PHOTO: City Councilman Ulrich has filed paperwork with the city Board of Elections to create an exploratory committee – and inch closer toward announcing that he’s ready to take on Mayor de Blasio in 2017. Courtesy of Iraq and Afghanistan Veterans of America
By Michael V. Cusenza
Does City Councilman Eric Ulrich (R-Ozone Park) want to be the 110th mayor of New York City? The latest trail of – unofficial, off-the-record – bread crumbs seems to lead in that direction; whether that route terminates at Gracie Mansion remains to be seen.
However, what is thoroughly evident and utterly undeniable is the erstwhile GOP wunderkind’s disapproval of the policies of that Yorkville residence’s current tenant.
“I think it’s clear we can’t have Bill de Blasio for four more years,” Ulrich, 31, told the New York Daily News last week.
In that same exclusive report, the News revealed that the Ozone Park native has filed paperwork with the City Board of Elections to set up “Ulrich 2017,” an unspecified exploratory committee, though it is widely believed to be the first step of a marathon mayoral run to oust Democrat de Blasio in the fall of 2017.
“Eric Ulrich has all the qualifications needed to be a great Mayor for New York City,” said Republican State Committeewoman Joann Ariola. “He continues to have a successful career as a public servant for the 32nd Council District, as well as serving in a citywide capacity as chair of the Veterans Committee.

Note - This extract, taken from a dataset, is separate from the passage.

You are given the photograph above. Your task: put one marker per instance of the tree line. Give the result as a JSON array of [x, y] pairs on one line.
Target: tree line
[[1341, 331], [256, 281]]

Additionally, Eric is a strong advocate for education, small business, civil rights, public safety, quality of life in our communities, and making sure that the constituents he serves receive the services promised to them by the City of New York.”
This isn’t the first time Ulrich’s name has been raised as a possible challenger to the incumbent. In February, published reports had Ulrich being courted by state GOP Chairman Ed Cox, Queens Republican Party Chairman Bob Turner, and Joe Lhota, who ran unsuccessfully against de Blasio in the 2013 race to succeed three-term Mayor Michael Bloomberg.

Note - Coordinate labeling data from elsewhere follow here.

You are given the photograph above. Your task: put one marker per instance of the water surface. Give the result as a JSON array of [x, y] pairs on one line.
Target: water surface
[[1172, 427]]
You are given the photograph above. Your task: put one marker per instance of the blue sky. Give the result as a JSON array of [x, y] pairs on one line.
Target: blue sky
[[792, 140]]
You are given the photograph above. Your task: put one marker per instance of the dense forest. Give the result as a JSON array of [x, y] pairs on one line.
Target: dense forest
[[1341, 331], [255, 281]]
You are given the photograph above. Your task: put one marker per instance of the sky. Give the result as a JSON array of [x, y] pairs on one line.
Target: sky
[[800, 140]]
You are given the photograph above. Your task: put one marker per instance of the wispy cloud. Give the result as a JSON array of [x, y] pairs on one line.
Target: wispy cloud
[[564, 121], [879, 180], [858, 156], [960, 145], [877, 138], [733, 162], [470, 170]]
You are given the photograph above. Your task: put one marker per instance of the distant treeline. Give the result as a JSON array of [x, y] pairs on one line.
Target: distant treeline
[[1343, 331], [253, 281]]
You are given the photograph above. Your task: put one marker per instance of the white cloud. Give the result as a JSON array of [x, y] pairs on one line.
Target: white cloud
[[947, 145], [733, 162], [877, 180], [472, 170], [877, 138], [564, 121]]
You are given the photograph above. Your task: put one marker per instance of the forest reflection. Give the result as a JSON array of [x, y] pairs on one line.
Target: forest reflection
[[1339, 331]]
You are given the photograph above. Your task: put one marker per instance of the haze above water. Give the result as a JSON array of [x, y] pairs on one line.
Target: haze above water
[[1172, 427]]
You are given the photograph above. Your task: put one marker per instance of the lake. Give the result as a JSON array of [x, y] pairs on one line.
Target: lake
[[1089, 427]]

“Like so many New Yorkers, Councilman Ulrich is concerned about the future of our city,” an Ulrich spokesman said at the time. “While he appreciates the encouragement of friends and supporters alike, he is not a declared candidate for Mayor at this time. His primary focus remains serving the needs of his constituents and fighting for New York City’s large and diverse Veterans community.”